What do the New COVID-19 Laws and Regulations Mean for Your Personal Finances?
April 9, 2020
The novel coronavirus (SARS-CoV-2) has suddenly and radically changed how Americans live, work, and do business. From learning the dos and don’ts of social distancing to coping with new kinds of job insecurity, many of us have had to make uncomfortable — even painful — adjustments over the past month.
Looking to the future, much remains uncertain. But we do know that, right now, our nation is mobilizing its considerable resources to help those most impacted by COVID-19. A vital weapon in this fight is the Coronavirus Aid, Relief, and Economic Security (CARES) Act.
President Trump signed the CARES Act into law on March 27, 2020. His doing so created a $2 trillion relief fund for major industries (such as travel and hospitality), small businesses, and individuals.
How is this $2 trillion being divvied up?
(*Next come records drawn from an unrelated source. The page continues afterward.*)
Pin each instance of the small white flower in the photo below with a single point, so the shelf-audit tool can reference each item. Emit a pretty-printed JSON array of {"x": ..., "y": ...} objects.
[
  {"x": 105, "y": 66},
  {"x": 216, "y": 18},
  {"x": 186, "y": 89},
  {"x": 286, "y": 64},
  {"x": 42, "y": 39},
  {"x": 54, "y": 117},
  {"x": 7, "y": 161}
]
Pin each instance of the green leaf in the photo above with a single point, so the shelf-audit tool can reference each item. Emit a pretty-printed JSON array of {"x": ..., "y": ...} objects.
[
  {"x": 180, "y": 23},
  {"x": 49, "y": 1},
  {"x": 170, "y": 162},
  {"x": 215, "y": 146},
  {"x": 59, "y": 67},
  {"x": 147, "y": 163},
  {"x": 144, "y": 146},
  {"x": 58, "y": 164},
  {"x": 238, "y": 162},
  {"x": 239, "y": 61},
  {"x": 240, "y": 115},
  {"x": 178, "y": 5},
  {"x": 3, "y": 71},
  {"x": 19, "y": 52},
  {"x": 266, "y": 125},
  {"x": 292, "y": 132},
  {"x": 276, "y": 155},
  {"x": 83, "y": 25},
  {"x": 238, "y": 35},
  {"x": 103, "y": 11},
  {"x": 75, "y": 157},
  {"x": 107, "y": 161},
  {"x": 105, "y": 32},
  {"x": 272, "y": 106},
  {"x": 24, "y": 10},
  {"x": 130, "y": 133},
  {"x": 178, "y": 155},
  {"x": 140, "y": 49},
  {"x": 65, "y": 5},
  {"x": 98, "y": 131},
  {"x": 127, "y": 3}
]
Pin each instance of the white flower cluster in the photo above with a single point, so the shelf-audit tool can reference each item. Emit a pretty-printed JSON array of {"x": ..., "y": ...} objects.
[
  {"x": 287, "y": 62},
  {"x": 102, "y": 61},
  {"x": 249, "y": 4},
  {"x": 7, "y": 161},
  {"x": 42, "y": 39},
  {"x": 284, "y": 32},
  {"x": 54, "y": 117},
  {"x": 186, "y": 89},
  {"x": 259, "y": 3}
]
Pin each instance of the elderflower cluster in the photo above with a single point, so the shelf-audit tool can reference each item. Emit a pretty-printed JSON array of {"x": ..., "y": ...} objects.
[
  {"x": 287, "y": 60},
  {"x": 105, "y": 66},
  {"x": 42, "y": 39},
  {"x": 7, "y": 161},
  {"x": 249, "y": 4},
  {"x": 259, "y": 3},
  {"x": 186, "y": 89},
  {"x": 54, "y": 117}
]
How will the CARES Act benefit the average American and their family? What does the CARES Act mean for your wallet, your bank account, your retirement fund, and your financial peace of mind? Read on the get the answers to your most pressing CARES Act questions.
Does The CARES Act Provide Direct Financial Assistance To Individuals?
Yes. Stimulus checks — otherwise known as economic impact payments — are a pillar of the CARES Act and will be issued to individual American taxpayers.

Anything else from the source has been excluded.